Debate continues over assisted suicide for terminally ill patients

Should terminally ill patients have the right to end their lives? It's a heartbreaking debate that hits incredibly close to home for a South Jersey woman. She's hoping people will hear her very personal plea.

It's one of the most controversial and emotional issues that hopefully most of us never have to face. But a local woman sadly did when her son was diagnosed with esophageal cancer.

"There came the day at Fox Chase where they said there was nothing else. Nothing else that could be done," Penny Postel said.

For people like Penny Postel the right to end the life of a terminally ill patient isn't about theory--it isn't about political agenda--it's about her son.

"What was so very important to him was his pride when he was going to lose that he no longer wanted to live," she said.

FOX 29's Bill Anderson met Ms Postel in Cherry Hill just weeks after she testified at the New Jersey Statehouse in support of the aid in dying for terminally ill act. The pride she talked about her son losing was when cancer robbed him of being a pilot and athlete and left him 100 pounds lighter unable to even go to the bathroom alone and wanting to die on his own terms.

"He would've wanted to on his own walk to that bed, have some assistance and say goodbye and I love you to everybody. He was robbed of that. Once he was put in the bed he no longer even wanted to be awake," Postel explained.

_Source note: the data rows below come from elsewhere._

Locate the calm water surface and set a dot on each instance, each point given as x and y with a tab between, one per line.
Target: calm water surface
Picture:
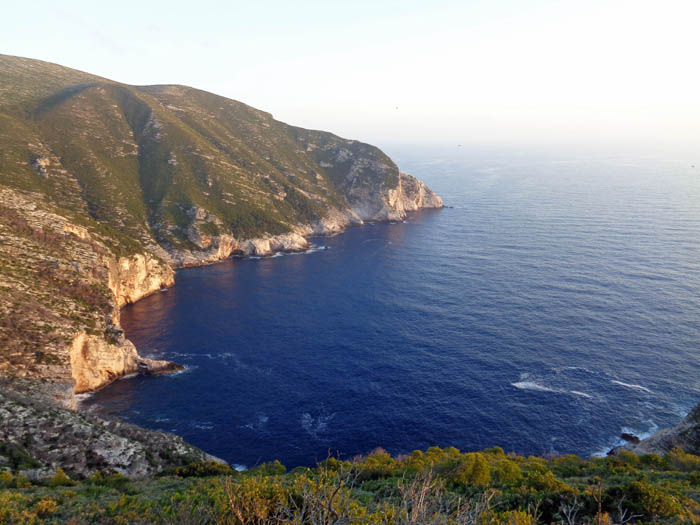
556	305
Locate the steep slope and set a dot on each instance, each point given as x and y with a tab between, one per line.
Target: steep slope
105	187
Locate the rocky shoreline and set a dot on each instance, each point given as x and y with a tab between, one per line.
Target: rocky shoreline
685	435
45	427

She knows the bill faces serious opposition from politicians, religious leaders and those with moral concerns. She accepts their views just doesn't think their opinion should've had that much impact on her son being forced to live through unspeakable pain with no hope.

"I would never inflict upon them my personal beliefs and I'm bothered and offended by their insistence that I adhere to their beliefs," Postel said.

The bill was voted out of committee and progresses through the NJ legislature but New Jersey would only be the seventh state to legalize this bill with 37 states so far making it illegal. None of that matters to Postel she feels like she owes it to her son and others to fight.

"I know without a doubt when we got to the last stages, Eddie did not want to live," she said.

This is clearly one of topics where even with all of the information society can still be deeply divided.